106 - Nine lessons I learned creating podcasts
The questions tickled me. Back in 2015, I announced that I was shutting down my Free Photo Webinars and starting a podcast instead. My webinars had run for four years — on second Tuesday night of every month. We had great photographers join us to show their work and tell their stories. I had a fairly loyal following, so they were probably puzzled that I wanted to shift.
“Why in the world would you want to start a podcast?”
“Do you really want to replace a monthly requirement with a weekly one?”
“Isn’t photography a visual medium?”
I had a feeling this was something worth trying, but I didn’t know what to expect.
By the time I paused it to go work for Canon, I was firmly a fan. This was one of the better decisions I had made for my business.
Now that I’ve rebooted with EOS Photographer, I got the same questions again. I thought I’d answer them here.
Believe it or not, podcasting can be a great tool for any photography or photography education business.
Listen to the episode
1. You can form a deeper connection with clients and followers. If you think about it, people spend more time with you on a podcast than they would on any other kind of platform. You might read or skim an article for a few minutes. Most videos bore you after 5 minutes.
In a podcast, you get to have what’s basically a 1 to 1 with your listener. And you get to have longer conversations. Over time that helps you form a deeper relationship. I know when I listen to a person weekly for 30-45 minutes, on some level, I feel like I know them.
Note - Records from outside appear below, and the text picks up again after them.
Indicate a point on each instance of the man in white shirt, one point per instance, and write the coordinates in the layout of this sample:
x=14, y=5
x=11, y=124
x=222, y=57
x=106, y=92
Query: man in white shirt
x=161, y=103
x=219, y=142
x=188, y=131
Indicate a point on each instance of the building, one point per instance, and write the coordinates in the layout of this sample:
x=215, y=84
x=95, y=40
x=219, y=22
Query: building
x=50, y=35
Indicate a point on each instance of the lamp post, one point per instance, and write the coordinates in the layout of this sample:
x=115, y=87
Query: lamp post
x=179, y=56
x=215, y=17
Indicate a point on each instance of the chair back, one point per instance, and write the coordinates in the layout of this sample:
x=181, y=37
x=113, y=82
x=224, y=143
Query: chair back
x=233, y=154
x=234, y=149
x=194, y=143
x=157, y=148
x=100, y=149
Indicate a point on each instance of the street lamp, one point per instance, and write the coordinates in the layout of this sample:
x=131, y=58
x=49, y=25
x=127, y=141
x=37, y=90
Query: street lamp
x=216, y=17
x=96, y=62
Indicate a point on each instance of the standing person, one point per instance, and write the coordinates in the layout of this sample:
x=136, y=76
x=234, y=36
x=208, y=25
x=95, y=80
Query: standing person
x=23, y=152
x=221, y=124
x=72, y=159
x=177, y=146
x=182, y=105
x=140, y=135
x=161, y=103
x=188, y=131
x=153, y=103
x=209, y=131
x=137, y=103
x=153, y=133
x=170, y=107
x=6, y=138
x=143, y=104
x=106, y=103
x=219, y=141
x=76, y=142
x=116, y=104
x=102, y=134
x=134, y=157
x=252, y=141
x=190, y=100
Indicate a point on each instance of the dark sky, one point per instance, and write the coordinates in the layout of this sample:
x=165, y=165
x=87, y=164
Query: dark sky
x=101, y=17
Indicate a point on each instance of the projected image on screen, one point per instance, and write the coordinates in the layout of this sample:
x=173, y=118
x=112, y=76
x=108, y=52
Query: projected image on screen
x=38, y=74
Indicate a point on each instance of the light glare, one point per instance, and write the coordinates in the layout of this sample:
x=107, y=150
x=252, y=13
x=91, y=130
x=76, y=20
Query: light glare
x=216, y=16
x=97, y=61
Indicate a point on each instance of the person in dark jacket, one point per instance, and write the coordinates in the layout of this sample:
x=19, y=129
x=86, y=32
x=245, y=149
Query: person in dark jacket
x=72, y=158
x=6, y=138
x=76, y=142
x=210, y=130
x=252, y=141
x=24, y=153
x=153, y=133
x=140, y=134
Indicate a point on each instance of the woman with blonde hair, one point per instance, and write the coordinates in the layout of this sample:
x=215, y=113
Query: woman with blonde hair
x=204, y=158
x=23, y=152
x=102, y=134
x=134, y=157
2. It extends your reach beyond your typical communities. The cool thing about podcasts is you have free syndication. Apple Podcasts, Spotify, Stitcher. All these distribution channels broadcast your show to their listeners. And it doesn’t cost you anything. iTunes is the third largest search engine in the world. You want to be where they are looking. Podcasts bring you an audience that is diverse, educated, and affluent — 22% of listeners have household incomes more than $100,000. My last survey was pretty consistent with these results.
3. It gives you a platform to answer the questions large numbers of your followers might have. Use your episodes to answer the questions you hear frequently. If three people ask me the same question, I start thinking about how I can make an episode out of it. Chances are many other people could have the same question. Now you can serve many people rather than just individuals.
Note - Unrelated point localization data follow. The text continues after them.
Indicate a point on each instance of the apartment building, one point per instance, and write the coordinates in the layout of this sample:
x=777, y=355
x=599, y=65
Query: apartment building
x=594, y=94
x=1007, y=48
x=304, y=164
4. It is easy to let your personality shine. You know that sometimes, it is hard to get a sense of someone from a text. When you hear them, it’s easier to connect with their personality.
5. Podcasting helps you build the trust necessary for large sales. Midroll says 61% report buying something they heard about on a podcast ad. I found it was easier to sell my weekend workshops once I started my podcast. The trust issues I had to overcome earlier went away. People would buy without asking any questions.
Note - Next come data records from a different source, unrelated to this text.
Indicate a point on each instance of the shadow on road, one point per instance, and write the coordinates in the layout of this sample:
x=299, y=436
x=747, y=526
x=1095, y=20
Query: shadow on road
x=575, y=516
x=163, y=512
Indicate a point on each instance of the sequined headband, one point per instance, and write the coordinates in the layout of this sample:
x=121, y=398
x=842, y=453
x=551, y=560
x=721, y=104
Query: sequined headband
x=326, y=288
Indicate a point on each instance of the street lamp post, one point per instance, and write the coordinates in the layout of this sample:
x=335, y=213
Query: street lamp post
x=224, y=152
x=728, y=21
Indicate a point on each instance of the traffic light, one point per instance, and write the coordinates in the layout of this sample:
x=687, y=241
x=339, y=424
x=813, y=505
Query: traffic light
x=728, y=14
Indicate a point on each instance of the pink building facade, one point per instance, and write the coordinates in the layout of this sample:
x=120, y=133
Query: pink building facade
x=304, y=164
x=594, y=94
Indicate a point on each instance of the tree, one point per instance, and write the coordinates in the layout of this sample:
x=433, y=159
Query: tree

6. Your audience can listen anywhere & while multitasking. Midroll podcast ad agency says 40% of their audiences listen while walking, running, or biking. They report 52% listen in the car; 46% listen while traveling; 32% listen while they work out.
7. It is a relatively small investment. You can be up and running for less than $200. Think about that. You are broadcasting your message around the world for less than the cost of an entry level lens.
8. It is a simple production requirement. If you go video, to scale up, you’ll need a production team. You’ll need a camera person, maybe a sound person, an assistant. With a podcast, you can do the entire thing by yourself and have radio production quality.
9. It has impacted me and my photography (TFTTF, Photofocus, TWIP, Ted Forbes - The Art of Photography | Today I’m inspired by Jenna Martin, Rick Sammon, B&H, Candid Frame).